Mattingly shows that despite widespread fears and opposition, including attacks by vaunted northeastern Protestant pioneers of literacy, Catholic women nonetheless became important educators of women in many areas of America. They founded convents, convent academies, and schools; developed their own curricula and pedagogies; and persisted in their efforts in the face of significant prejudices. The convents faced sharp opposition from Protestant educators, who often played on anti-Catholic fears to gain support for their own schools. Using a performative rhetoric of good works that emphasized their civic involvement, Catholic women were able to educate large numbers of women and expand opportunities for literacy instruction.

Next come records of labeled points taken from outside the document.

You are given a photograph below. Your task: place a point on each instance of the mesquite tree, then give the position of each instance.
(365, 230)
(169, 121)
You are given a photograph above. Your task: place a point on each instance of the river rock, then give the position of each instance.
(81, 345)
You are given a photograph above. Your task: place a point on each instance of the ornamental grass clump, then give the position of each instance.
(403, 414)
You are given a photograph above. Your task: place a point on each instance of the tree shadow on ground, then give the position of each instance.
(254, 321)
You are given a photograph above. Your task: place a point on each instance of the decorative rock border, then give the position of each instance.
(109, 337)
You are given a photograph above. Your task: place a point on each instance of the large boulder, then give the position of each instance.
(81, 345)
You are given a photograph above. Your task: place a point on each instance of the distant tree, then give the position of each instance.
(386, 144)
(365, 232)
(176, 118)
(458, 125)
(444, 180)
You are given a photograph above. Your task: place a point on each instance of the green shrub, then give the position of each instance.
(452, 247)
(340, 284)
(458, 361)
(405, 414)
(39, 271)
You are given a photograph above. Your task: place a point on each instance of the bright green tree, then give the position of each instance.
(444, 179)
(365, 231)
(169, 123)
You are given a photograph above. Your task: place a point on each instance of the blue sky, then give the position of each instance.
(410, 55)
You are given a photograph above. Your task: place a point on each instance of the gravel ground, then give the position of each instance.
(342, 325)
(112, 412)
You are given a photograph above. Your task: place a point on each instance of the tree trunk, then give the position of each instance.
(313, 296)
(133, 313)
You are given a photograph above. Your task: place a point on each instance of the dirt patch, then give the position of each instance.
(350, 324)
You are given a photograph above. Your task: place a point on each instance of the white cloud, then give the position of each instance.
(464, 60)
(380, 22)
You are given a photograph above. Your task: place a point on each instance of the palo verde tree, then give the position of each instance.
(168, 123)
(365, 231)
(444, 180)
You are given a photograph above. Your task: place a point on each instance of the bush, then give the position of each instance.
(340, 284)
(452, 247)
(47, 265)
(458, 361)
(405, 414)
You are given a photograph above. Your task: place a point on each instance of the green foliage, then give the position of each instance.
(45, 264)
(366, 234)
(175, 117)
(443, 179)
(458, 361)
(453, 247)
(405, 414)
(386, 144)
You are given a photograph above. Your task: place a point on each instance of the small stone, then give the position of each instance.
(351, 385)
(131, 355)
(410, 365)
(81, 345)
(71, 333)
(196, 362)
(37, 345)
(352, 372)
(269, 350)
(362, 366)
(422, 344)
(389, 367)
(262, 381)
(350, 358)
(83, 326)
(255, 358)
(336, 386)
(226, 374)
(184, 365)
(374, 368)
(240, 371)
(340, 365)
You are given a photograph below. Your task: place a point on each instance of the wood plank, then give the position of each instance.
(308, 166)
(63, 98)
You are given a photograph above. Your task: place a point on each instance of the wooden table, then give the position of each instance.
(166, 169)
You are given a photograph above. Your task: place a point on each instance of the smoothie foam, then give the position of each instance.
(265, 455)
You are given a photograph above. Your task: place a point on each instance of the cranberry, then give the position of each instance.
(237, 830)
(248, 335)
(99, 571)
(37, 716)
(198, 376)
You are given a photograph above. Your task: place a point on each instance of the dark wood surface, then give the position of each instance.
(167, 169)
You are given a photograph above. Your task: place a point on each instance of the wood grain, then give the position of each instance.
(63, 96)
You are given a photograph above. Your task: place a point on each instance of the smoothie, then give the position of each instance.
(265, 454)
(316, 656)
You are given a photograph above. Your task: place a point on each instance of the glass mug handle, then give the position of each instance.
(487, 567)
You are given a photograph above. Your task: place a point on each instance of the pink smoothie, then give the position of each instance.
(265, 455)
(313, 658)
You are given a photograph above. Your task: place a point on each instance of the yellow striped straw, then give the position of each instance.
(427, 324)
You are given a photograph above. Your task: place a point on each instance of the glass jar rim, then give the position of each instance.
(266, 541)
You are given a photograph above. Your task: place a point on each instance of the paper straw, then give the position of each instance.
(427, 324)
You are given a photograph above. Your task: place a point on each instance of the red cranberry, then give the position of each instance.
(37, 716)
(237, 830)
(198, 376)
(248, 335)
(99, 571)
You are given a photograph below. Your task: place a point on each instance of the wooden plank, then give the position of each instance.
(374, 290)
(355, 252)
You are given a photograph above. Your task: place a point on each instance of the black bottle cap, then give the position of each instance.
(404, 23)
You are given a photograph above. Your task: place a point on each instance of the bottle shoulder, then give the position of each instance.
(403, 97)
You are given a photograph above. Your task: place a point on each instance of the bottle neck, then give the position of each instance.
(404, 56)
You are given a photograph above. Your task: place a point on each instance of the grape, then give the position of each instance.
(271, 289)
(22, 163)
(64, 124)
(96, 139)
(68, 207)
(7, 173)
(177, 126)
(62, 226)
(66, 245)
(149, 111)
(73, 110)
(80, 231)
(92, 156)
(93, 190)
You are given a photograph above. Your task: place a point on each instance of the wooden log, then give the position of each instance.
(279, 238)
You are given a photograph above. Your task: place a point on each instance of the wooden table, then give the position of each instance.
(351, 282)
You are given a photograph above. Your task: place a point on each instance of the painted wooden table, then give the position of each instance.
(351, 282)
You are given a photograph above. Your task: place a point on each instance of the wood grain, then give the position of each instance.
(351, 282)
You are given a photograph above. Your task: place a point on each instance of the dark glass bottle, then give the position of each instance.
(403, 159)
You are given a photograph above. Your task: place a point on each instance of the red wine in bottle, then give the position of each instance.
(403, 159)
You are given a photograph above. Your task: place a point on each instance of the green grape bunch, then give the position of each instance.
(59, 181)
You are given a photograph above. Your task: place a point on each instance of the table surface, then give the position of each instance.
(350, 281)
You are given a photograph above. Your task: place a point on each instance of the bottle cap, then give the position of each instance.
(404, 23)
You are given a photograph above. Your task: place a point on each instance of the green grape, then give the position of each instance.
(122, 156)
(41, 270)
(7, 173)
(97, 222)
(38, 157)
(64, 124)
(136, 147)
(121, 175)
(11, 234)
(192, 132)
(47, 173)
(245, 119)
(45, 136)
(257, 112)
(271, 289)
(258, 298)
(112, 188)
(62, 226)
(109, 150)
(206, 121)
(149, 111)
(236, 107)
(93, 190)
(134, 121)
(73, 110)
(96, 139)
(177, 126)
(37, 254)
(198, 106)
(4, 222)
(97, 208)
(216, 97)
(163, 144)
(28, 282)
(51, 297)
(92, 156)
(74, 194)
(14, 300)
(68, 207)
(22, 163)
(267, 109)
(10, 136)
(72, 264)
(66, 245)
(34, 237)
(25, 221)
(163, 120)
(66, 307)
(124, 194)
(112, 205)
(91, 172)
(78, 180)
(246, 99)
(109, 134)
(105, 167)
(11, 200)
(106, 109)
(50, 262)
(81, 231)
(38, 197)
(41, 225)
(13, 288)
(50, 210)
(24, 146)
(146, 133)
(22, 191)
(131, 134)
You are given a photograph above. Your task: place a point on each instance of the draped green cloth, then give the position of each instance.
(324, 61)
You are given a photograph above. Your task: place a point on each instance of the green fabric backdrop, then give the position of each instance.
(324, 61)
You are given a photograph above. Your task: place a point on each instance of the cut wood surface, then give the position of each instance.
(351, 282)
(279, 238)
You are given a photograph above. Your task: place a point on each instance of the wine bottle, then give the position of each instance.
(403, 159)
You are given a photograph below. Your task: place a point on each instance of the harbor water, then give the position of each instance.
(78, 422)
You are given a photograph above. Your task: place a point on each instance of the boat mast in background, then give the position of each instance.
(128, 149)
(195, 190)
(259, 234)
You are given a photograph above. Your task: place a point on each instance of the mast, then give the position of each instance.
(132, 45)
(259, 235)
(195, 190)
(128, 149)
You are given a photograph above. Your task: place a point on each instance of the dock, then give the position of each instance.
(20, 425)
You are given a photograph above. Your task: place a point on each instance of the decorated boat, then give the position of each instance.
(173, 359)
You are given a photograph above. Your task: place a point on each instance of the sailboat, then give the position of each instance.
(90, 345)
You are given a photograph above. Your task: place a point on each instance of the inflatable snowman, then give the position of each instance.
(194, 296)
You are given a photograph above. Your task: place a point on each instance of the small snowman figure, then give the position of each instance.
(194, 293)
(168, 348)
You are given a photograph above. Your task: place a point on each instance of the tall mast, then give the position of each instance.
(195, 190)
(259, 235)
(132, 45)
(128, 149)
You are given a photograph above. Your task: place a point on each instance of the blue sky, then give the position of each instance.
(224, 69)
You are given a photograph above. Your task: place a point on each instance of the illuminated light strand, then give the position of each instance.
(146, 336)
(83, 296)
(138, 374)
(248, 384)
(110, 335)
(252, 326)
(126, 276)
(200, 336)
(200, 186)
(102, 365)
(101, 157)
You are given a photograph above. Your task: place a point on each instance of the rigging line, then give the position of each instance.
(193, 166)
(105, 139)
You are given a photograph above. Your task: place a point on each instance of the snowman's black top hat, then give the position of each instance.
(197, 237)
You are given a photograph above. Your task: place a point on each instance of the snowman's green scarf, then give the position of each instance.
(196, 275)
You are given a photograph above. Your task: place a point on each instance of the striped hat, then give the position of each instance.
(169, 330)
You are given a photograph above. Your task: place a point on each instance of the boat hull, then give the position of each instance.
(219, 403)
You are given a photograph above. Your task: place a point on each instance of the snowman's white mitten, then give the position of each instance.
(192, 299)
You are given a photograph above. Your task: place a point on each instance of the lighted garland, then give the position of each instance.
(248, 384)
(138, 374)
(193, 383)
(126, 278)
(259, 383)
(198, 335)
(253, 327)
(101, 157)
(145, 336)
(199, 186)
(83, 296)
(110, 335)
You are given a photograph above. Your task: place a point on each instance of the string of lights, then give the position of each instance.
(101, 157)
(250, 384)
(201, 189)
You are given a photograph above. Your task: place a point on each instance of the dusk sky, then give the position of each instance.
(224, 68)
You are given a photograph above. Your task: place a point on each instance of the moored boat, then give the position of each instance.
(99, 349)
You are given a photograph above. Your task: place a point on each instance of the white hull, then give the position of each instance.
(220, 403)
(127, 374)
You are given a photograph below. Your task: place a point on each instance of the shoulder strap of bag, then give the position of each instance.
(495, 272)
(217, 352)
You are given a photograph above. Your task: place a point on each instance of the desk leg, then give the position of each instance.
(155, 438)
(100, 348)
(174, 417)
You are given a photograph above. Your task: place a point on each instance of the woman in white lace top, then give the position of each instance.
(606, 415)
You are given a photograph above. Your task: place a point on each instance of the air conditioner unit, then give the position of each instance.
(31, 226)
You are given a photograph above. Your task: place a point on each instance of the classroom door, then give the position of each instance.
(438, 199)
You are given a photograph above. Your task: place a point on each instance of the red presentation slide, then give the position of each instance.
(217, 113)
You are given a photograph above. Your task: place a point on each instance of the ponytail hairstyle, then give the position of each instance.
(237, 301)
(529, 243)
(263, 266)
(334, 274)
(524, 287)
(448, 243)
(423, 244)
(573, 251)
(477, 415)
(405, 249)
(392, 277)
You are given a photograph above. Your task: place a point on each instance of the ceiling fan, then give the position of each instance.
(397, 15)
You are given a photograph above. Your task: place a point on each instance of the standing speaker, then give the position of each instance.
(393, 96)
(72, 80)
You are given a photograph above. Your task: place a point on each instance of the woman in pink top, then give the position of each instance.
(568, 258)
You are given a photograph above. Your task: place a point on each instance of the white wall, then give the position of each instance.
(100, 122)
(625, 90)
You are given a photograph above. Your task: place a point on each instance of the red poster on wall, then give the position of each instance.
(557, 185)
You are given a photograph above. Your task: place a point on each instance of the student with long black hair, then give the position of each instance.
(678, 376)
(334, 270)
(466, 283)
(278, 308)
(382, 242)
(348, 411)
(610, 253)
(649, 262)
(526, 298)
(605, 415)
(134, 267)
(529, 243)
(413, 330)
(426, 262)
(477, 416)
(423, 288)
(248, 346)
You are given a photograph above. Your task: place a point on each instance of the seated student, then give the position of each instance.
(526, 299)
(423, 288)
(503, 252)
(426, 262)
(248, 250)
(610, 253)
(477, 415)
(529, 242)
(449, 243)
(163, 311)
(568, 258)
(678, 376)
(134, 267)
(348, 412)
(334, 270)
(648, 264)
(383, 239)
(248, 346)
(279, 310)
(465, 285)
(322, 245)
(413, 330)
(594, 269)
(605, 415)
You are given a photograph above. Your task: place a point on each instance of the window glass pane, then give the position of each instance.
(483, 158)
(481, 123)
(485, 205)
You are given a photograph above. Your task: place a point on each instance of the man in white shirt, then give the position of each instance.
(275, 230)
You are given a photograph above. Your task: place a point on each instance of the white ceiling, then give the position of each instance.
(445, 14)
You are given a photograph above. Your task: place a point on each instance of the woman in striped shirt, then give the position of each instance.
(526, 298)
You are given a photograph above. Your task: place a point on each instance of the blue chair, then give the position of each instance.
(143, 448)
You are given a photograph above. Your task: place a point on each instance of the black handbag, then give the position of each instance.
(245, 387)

A needed corrective to studies that have focused solely on efforts by Protestant educators, Mattingly’s work offers new insights into early nineteenth-century women’s literacy, demonstrating that efforts at literacy education were more religiously and geographically diverse than previously recognized. Secret Habits chronicles the adversity Catholic nuns and sisters faced as they worked to provide literacy instruction to women in early America.
Carol Mattingly is a professor emerita at the University of Louisville, USA. She is the author of Appropriate(ing) Dress: Women's Rhetorical Style in Nineteenth-Century America and Well-Tempered Women: Nineteenth-Century Temperance Rhetoric. Her writing has won the Elizabeth A. Flynn Award.